At least nine countries allow for punishment by life in prison for same-sex relations: Pakistan, Zambia, Uganda, Tanzania, Sudan, Sierra Leone, Guyana, Gambia and Bangladesh.

In addition to the legal penalties, LGBTQ+ individuals in these countries often face discrimination, harassment and violence from their communities, including their families, neighbours and even law enforcement officials.

For example, LGBTQ+ individuals may be denied access to housing, employment and healthcare, and may be subjected to verbal and physical abuse. They may also be forced to conceal their sexual orientation or gender identity, which can lead to social isolation, depression and other mental health issues.

In some cases, LGBTQ+ individuals may be targeted by vigilante groups or mobs, who may beat or kill them with impunity. When they seek help from authorities, they may be further victimised, as police and other officials may ignore their complaints or even arrest them on charges of homosexuality.


The criminalisation of homosexuality also has a suffocating effect on LGBTQ+ activism and advocacy.
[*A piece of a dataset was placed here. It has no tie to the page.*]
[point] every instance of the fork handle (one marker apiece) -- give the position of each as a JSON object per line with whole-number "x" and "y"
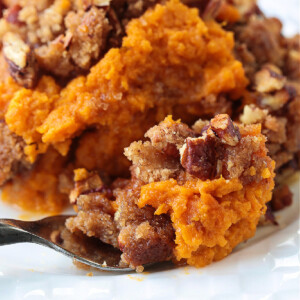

LGBTQ+ individuals and organisations may be subject to surveillance, harassment and intimidation by authorities, and may face legal penalties for their work.

However, NGOs across the world continue their mission of providing resources to LGBTQ+ people, in some cases helping them flee their homecountries to escape persecution.

  • The Rainbow Railroad: This organisation helps LGBT+ individuals escape state-sponsored or social violence in countries where homosexuality is illegal. They work to identify individuals who are in danger and provide them with support to flee to safer locations. In 2022, they received 10,000 requests for assistance from LGBTQ+ people.
  • OutRight International: This organisation engages in advocacy, research and education to promote change and support the LGBTQ+ community. They work to advance inclusion of marginalised people and to pressure governments to endorse protective laws.
  • ILGA: This organisation empowers other networks of human rights organisations and promotes the protection of LGBTQ+ people through research, empowerment and advocacy work.